Personal Analytics with RSS Feeds

February 7, 2014
By

(This article was first published on Freakonometrics » R-english, and kindly contributed to R-bloggers)

I am currently working on a paper on Academic Blogging, from my own experience. And I wanted to do something similar to Stephen Wolfram’s personal analytics of my life. More specifically, I wanted to understand when I do post my blog entries. If I post more entries during office hours, then it should mean that, indeed, I consider my blog as a part of my job (which is something I believe, actually). On the other hand, if I post more in the evening, or in the middle the night, then it could mean that my blog is clearly only for fun, and somehow outside the official academic time schedule.

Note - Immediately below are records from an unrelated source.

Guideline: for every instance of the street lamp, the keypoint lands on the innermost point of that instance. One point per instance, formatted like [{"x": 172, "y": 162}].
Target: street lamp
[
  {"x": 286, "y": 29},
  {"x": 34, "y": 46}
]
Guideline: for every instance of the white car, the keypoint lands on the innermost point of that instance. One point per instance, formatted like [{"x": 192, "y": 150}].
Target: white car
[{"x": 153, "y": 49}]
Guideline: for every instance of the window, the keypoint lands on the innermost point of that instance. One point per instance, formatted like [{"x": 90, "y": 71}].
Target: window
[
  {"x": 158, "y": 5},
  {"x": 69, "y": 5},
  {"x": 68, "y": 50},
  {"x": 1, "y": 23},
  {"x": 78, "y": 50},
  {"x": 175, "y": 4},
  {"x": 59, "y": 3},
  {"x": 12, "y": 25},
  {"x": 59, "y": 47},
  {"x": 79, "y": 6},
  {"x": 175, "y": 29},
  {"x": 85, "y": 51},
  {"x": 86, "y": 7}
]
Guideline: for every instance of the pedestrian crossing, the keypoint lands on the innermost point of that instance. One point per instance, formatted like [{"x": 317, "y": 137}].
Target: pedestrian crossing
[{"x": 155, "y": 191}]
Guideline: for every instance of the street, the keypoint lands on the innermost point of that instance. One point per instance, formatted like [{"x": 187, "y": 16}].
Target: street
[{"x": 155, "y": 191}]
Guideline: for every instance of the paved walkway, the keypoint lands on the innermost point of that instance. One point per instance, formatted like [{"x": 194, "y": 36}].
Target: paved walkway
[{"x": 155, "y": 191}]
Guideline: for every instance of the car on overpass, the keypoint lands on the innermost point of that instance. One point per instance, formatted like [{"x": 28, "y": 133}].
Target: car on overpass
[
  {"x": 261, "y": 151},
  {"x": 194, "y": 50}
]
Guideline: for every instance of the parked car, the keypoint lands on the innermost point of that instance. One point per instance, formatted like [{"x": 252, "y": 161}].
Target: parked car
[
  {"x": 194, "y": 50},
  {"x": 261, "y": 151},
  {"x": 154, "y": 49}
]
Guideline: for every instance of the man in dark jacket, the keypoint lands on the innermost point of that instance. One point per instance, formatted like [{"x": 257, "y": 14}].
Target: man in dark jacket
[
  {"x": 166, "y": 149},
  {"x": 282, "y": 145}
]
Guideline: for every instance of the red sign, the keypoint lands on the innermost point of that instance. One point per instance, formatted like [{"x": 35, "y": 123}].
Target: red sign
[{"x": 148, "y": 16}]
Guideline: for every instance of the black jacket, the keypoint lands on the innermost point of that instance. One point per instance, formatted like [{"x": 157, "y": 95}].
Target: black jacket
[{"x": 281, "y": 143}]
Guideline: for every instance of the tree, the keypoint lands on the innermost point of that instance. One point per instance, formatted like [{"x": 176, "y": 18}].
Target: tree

With the help of @3wen, we have here a function that can read rss feeds, and extract the publication date (and other pieces of information actually),

> library(XML)
> library(dplyr)
> baseRSS <- function(adresse){
+   doc <- try(xmlTreeParse(adresse))
+   if(length(doc)>1){
+   lesArticles <- xpathApply(r <- xmlRoot(doc), "//item") 
+   infosUneEntree <- function(x){
+   title <- sapply(xpathApply(x, "//title"), xmlValue)
+   links <- sapply(xpathApply(x, "//link"), xmlValue)
+   pubDate <- sapply(xpathApply(x, "//pubDate"), xmlValue)
+ return(cbind(title = title, links = links, pubDate = pubDate))
+ }
+ df <- lapply(lesArticles, infosUneEntree)
+ df <- data.frame(do.call("rbind", df))
+ return(df)
+ }
+ else{return(NA)}
+ }

The trick is that the page containing the rss feeds is truncated: you get only 30 post (the latest ones). With WordPress, you can easily go further (thanks @3wen) using

> df.freak2 <- baseRSS("http://freakonometrics.hypotheses.org/feed?paged=2")
Namespace prefix dc on creator is not defined
Namespace prefix content on encoded is not defined
Namespace prefix wfw on commentRss is not defined
Namespace prefix slash on comments is not defined
> head(df.freak2)
                                         title
1       S\303\251ries chronologiques, syllabus
2 Copules et valeurs extr\303\252mes, syllabus
3         Jimmy, Mile End, et le Qu\303\251bec
4                Multivariate Archimax copulas
5                     Somewhere else, part 107
6     Informatique (sans ordinateur), partie 1
                                        links                         pubDate
1 http://freakonometrics.hypotheses.org/11593 Mon, 06 Jan 2014 00:31:52 +0000
2 http://freakonometrics.hypotheses.org/11595 Mon, 06 Jan 2014 00:31:21 +0000
3 http://freakonometrics.hypotheses.org/11362 Sun, 05 Jan 2014 03:33:31 +0000
4  http://freakonometrics.hypotheses.org/7673 Sat, 04 Jan 2014 11:01:05 +0000
5 http://freakonometrics.hypotheses.org/11584 Fri, 03 Jan 2014 15:34:29 +0000
6 http://freakonometrics.hypotheses.org/11138 Fri, 03 Jan 2014 07:15:03 +0000

and if we try to get a page that does not exist, we got the following error

> df.freakFaux <- baseRSS("http://freakonometrics.hypotheses.org/feed?paged=2000")
failed to load HTTP resource
Error : 1: failed to load HTTP resource

(unfortunately, I could not do it with https://feeds.feedburner.com/ for instance). With the following code, we can extract information about all the posts online on my blog

> df.freak <- NULL
> for(i in 1:2000){
+   df.tmp <- baseRSS(paste("http://freakonometrics.hypotheses.org/feed?paged=", i, sep = ""))
+   if(length(df.tmp)>1){
+     df.freak <- rbind(df.freak, df.tmp)
+   }else{ break }
+ }

All that is just fine. Now, let us write a small function to convert the date into some format I can use (here, I want to study the hour, as well as the week day).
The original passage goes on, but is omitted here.